The first killer application I came across was in the mid-1980s, when my Dad brought home his Kaypro computer. Working in the sign business, he purchased it for its word processing and spreadsheet capability. The word processor was WordStar and it had the ability to print bold face. Using a mark-up language, the boldface feature was turned on with a <b> and then turned off with an ending </b>, just how HTML works today:
The following will be in boldface: <b>Killer App</b>
The opposite of a killer app might be a dud app, and for that Kaypro it might have been ELIZA. As an early chat bot, it was intriguing for computer scientists — but limited. Programmed to be a Rogerian therapist to reflect back input, it would respond to “I feel down today” with “Tell me more about why do you feel down today.”

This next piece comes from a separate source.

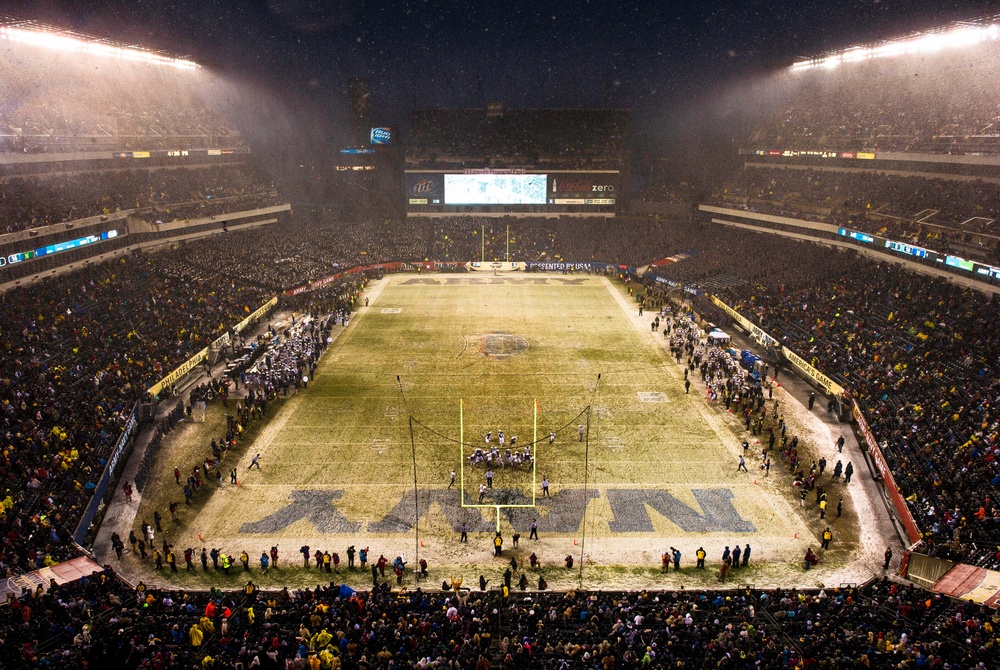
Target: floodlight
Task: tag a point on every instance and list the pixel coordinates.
(955, 37)
(73, 44)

In the Generative Artificial Intelligence field today, the “dud apps” are the broad swath of tools that claim to detect patterns made by generative intelligence engines. It purports to be able give some percent confidence that some text was either human-crafted, or else machine-generated. I have looked deeply into the topic, talked to experts deeply immersed in the field, and concluded that educators should not rely on the such technology currently used (as of Sept 2023!) for informal or formal procedures. Now, while that is my perspective, explaining why would take up a lot of space — beyond the space of a newsletter. To put it simply though: It is not a solved problem. Tools that we use to detect similarity to other submitted papers is a solved problem, and that can be relied upon. GenAI detection is not in the same class.
It is of course understandable for teachers to request data. Data is power after all. However there is also the counter argument that such percentages are not replicable, that it isn’t really data. Another tool being used on the same sample might have wildly different results, which is not the case for similarity scores. This is the case because there is no known approach that can possibly solve that problem space. Thus, if we did offer such feature, we enter into the realm of forming biases.
While an interesting curiosity, AI detection tools are perhaps as ethically challenging as using ELIZA for therapy. In both cases they aren’t able to do what it says it’s doing on the tin.